My children were born on four different days, each in a different year, each in a different delivery room and each in a different way. If the labor of giving birth were any indication of my children’s personalities, my two most challenging to rear were also my two most challenging to birth. For all the pain the births brought, parenting has brought more. In the midst of the joys and pride of rearing four children is the crucible of parenting.
Parenthood has tried me in ways I could never have imagined. It has engaged me in a tiring battle over my own selfishness, my penchant for perfection, my obsession for order, my dependency on quiet and solitude and my drive to produce work that exceeds expectations. These days, humility is a daily garment. Broken and messy is the prevailing attribute of most of my possessions and agendas. My home sounds like a clamorous, chaotic restaurant kitchen and smells like a laundry basket full of dirty socks. What I produce rarely exceeds my expectations. No flow marks my productivity, just starts and stops. Time to myself is stolen at best. Perfection is a luxury that no one can afford; I just didn’t understand any of this until I became a parent.
The clinks and clanks of breaking dishes and the mysterious locker-room smells permeating my house didn’t happen the day my husband and I brought our first child home. That all happened gradually. When my first child was born, the house was a sanctuary. Calm and order enveloped our new family in spite of the middle-of-the-night feedings and diapers. We were a family, and a new family is beautiful. That firstborn infant smelled so good. She cooed. Her skin glowed. She smiled, and my world lit. Every new development was meticulously chronicled among the extraordinary. She used to look off into space and smile as if she was onto something. She was the smartest baby ever. She was sacred, almost angelic.

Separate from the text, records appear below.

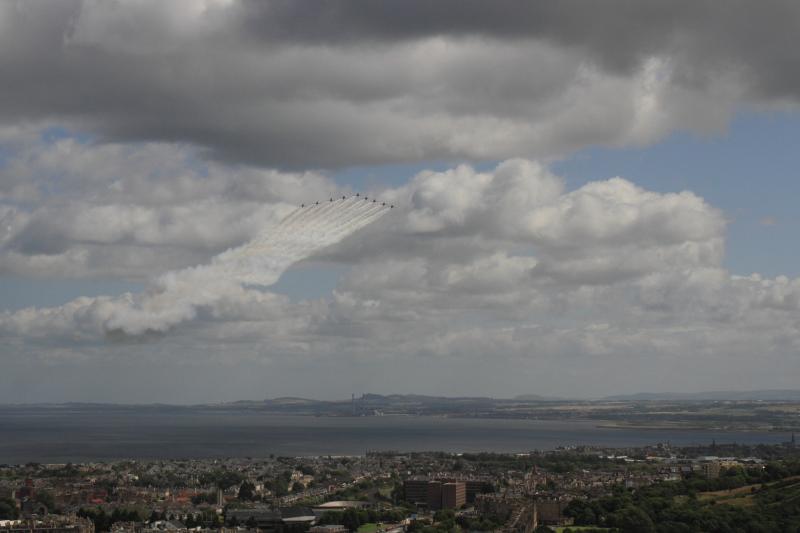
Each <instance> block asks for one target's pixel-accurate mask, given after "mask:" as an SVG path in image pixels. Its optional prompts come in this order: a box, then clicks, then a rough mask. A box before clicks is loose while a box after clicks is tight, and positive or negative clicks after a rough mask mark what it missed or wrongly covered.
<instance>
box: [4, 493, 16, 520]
mask: <svg viewBox="0 0 800 533" xmlns="http://www.w3.org/2000/svg"><path fill="white" fill-rule="evenodd" d="M18 517H19V510H18V509H17V505H16V503H15V502H14V500H12V499H10V498H2V499H0V520H16V519H17V518H18Z"/></svg>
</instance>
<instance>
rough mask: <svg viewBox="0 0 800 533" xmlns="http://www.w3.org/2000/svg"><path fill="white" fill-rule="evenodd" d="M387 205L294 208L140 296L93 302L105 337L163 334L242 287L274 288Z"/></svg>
mask: <svg viewBox="0 0 800 533" xmlns="http://www.w3.org/2000/svg"><path fill="white" fill-rule="evenodd" d="M389 209H390V206H387V205H385V204H381V203H378V202H375V201H374V200H366V199H365V198H364V197H357V196H351V197H349V198H344V197H343V198H339V199H336V200H331V201H326V202H319V203H316V204H312V205H309V206H304V207H300V208H298V209H296V210H295V211H294V212H292V213H291V214H289V216H287V217H286V218H285V219H284V220H283V221H282V222H281V223H280V224H278V225H277V226H276V227H274V228H272V229H270V230H268V231H264V232H263V233H262V234H260V235H258V236H257V237H256V238H254V239H253V240H252V241H250V242H248V243H246V244H244V245H242V246H239V247H238V248H233V249H230V250H228V251H226V252H224V253H222V254H220V255H218V256H216V257H214V258H213V260H212V261H211V263H210V264H208V265H201V266H197V267H192V268H187V269H184V270H178V271H172V272H168V273H166V274H163V275H161V276H160V277H158V278H157V279H156V280H155V281H154V283H153V286H152V287H151V288H150V289H149V290H148V291H147V292H144V293H141V294H137V295H133V294H126V295H124V296H122V297H120V298H117V299H105V300H102V301H97V300H96V301H94V302H93V303H92V305H93V306H98V307H99V308H97V309H94V310H92V313H100V314H101V315H102V317H103V318H102V328H103V330H104V331H105V332H106V334H124V335H140V334H143V333H147V332H163V331H167V330H168V329H170V328H172V327H174V326H176V325H177V324H180V323H181V322H184V321H187V320H191V319H193V318H195V317H196V316H197V313H198V311H199V310H200V309H202V308H204V307H207V306H212V305H213V304H215V303H216V302H218V301H219V300H220V299H222V298H224V297H225V296H226V295H229V294H231V293H234V292H236V291H241V290H243V289H242V285H244V284H250V285H261V286H268V285H272V284H273V283H275V282H276V281H278V279H279V278H280V276H281V274H282V273H283V272H284V271H285V270H286V269H287V268H289V267H290V266H291V265H292V264H293V263H296V262H297V261H300V260H301V259H304V258H306V257H309V256H310V255H312V254H313V253H315V252H316V251H318V250H320V249H322V248H325V247H326V246H329V245H331V244H334V243H336V242H339V241H340V240H342V239H343V238H345V237H347V236H348V235H350V234H352V233H354V232H355V231H357V230H359V229H361V228H363V227H364V226H366V225H368V224H370V223H371V222H374V221H375V220H377V219H378V218H380V217H381V216H383V215H385V214H386V213H387V212H388V211H389Z"/></svg>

The day she turned 18 months, that angelic head started spinning 360’s, and I swear her eyes glowed. We met Temper and Stubborn, those scary creatures inside of her that contorted her face and when something didn’t go her way made her scream, kick, fall down, refuse to budge — you get the idea. She was not to be engaged in any head-to-head conflict lightly. This girl could hold out. One night after refusing to eat a single slice of carrot before being excused from the table, she camped out in her booster seat until she fell asleep with a diaper that looked a little like the Hoover dam about to blow and the carrot on the plate like a quiet but formidable little orange battle flag. I never forced her to eat a carrot again. I learned. I chose my battles carefully because I didn’t want to lose against this surprising force of will.
Sixteen years of professional work experience gave me no preparation for this. Yet I have found that the stakes of parenting are ridiculously high. Failure is inevitable, yet so is joy. Parenthood has captured my heart and aspirations and laid them all on the line. While I can no more control my children’s choices than they can control mine, we are all indelibly affected by one another’s decisions. My bad moods affect my children even when I try to hide them. Their bad decisions break my heart. My energetic and patient days develop their confidence. Their loving and brave moments launch my heart heavenward.
Parenting is a crucible that forces my worst sin to the surface and makes visible my most broken places. In the process, it re-creates me, and I am changed. It is exactly what God means to do. I am not perfect; I am humbled. I’ve learned so much as a parent, but it is not what I thought I’d learn. The crucible of parenting has changed me. I have so far to go, but I’ve learned I have far less control and far more influence over my children than I ever imagined.
And those four beautiful, unique, different, funny, thoughtful, strong-willed, careful, charming, sneaky, sweet, tender children are coming along – one day at a time, and so am I, thank God.